Expo e34 business rhetoric section audience what strategies


Business Rhetoric Section

YOUR PERSONAL REVIEW BECOMING YOUR OWN READER

Audience:

What strategies do you observe yourself using to target, appeal to, etc. your specific audience?

Are you, the reader, feeling confident about those strategies being the best to use?

How are you positioning your argument for this audience member in general? 

Organizational Structure:

Could you rehearse your argument and structure verbally from memory? 

Are there sections of your structure that feel out of order, or gratuitous?

Visual Aids:

What aids are you considering?  Are they appropriate? Over the top? Confusing?
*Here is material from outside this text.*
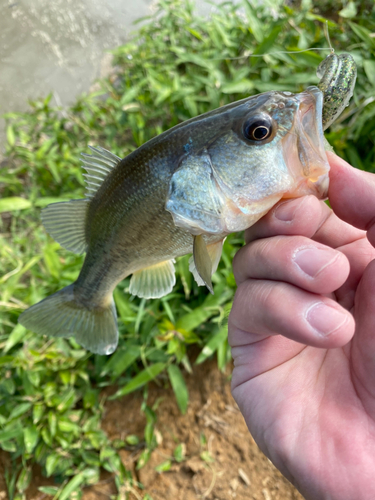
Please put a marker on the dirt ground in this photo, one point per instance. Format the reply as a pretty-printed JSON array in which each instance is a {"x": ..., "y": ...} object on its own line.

Too busy? 

Author Investment:

When you step back to observe your work, can you see the level of investment you have put into it?

Executive Summary Source Comparitive Analysis -

Please surf to our site and download the piece on Executive Summaries

Then, please surf to the following website: https://www.garage.com/resources/writing-a-compelling-executive-summary/

After reading both, please come back to your groups and argue for which source you believe is most helpful, and why.

Come back ready to discuss. 

Executive Summary - 1 Page

A clear, direct, audience-specific, "elevator pitch" summary of the proposal and the thesis (why your audience should care);

Free of jargon, complicated explanations, etc.;

Should be clear and understandable by those who will not read the whole proposal (as many folks admit to reading only the ES and the conclusion;

See "executive summary" hand out from HBS on our iSite;

Ideally, your ES should be one-page long, but it should be tightly organized and structured, with strong, economical and focused paragraphs.

Cover Letter - 1 page

Make sure to choose the most specific audience you can;

Right away, define and position yourself rhetorically; but more importantly, indicate why you are writing to him/her specifically....this last is one of the most powerful moves you can make;

Very briefly summarize your proposal;

Cite the key benefits thereto;

Cite any key challenges or obstacles that might arise and then refute them;

Ask the recipient to consider, approve, fund, clear, etc. your proposal;

Provide contact information for follow-up.

Things to consider -

Is the cover letter engaging and rhetorically positioned to reach a very specific audience?

How so? How not so? BE SPECIFIC

By the time you have read the Executive Summary your reader should know EXACTLY what problem or opportunity you are addressing, and you should know exactly what he/she will be asking for...

Are the body sections clear, direct, focused, in the most efficient order?

Are the graphics smart and well-positioned?

Does the conclusion fall flat, or resonate?

Is there material that might be better served in the appendices?  What is in the appendices and why?

Body Sections -

Do you have a reason for placing them in the order you have placed them in?

Do you understand how they relate to one another?

Are they clear, focused, economical?

Are you lost throughout and just cramming information in there, or do you feel a firm sense of the "map" you have created?

Conclusions - 1 page

Proposal Conclusions are more contained than those of our CEO reports, but I would still suggest that a wider vision will be compelling.

Again, make sure to be highly audience-aware as you conclude, and keep in mind what will interest, and/or persuade, your specific audience most.

Finally, make sure to re-emphasize your "ask" and/or your purpose in writing the proposal.